Saturday, 8th July, 2017

By Andrew Robertson

The troubled Civic Centre will remain closed until September as a report into its unauthorised use by council is due to be handed to the NSW Ombudsman next week.

An independent probity audit into “some contractual aspects” of the project, which has been beset by problems and delays, is also underway. 

Council shut the centre, which has undergone a $5 million redevelopment, in late May shortly after it had hosted two events, to address “various issues” with the building.

General Manager James Roncon said that work would involve fixing problems with the lighting, plumbing and sinks in the revamped bathrooms, as well as a number of other areas.

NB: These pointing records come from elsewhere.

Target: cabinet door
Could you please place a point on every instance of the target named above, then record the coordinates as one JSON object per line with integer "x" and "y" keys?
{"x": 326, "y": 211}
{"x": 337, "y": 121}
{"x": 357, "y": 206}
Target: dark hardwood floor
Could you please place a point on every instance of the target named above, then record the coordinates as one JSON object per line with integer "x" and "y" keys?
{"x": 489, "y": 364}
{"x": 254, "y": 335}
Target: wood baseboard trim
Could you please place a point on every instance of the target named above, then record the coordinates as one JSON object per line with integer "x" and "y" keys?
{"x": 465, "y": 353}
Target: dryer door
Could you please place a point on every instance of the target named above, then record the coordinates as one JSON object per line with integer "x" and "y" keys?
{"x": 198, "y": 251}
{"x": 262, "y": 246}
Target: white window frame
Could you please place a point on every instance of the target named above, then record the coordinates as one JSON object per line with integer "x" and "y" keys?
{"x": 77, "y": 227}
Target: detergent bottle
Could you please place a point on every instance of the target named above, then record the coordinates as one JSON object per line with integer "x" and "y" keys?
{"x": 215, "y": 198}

The closure forced the relocation of a number of events, including the Comedy Festival and RFDS ball.

It was expected to reopen at the beginning of this month but shortly after it closed it was revealed council did not have an occupation certificate, despite the centre hosting the Civic Ball and Nationals Conference. 

Mr Roncon said he decided to allow the events to proceed regardless because council only found out at the last minuite that it hadn’t secured the certificate and the safety risk to people was extremely low.

“As we understood it, the only hurdles were around the lodging of the paperwork and some minor issues with the stairs, and we accordingly prepared for our events as originally scheduled,” Mr Roncon said in a statement on June 13.  

The lack of full certification came to light at the same time council revealed it had been asked by the NSW Ombudsman to explain how the events came to be held without the appropriate documentation.

A council spokesman told the BDT this week that a report about usage of the centre would be forwarded to the Ombudsman before the agreed deadline of July 14.

He said council still had not obtained an occupation certificate for the centre but that certifiers would be due back in the city next week.

“Builders have made good recent progress, and certifiers have been booked to assess the centre for occupancy on July 11,” he said.

“Council has cleared all events until the end of August as a precautionary measure.”

Meanwhile, the spokesman said that a probity audit of the project management that was announced in June had now started.

Mr Roncon has conceded the centre revamp, which was funded by the state government’s Resources for Regions program, had been “hampered by problems from the outset”. 

Architects Allen Jack + Cottier designed and managed the project and Adelaide builders Unique Urban Built carried out the work.

“An independent firm has been engaged for the audit, and that process is now underway,” the spokesman said.

Council was asked why the audit was being conducted and who was conducting it but did not provide answers.

It is also unclear whether they will release the findings of the audit.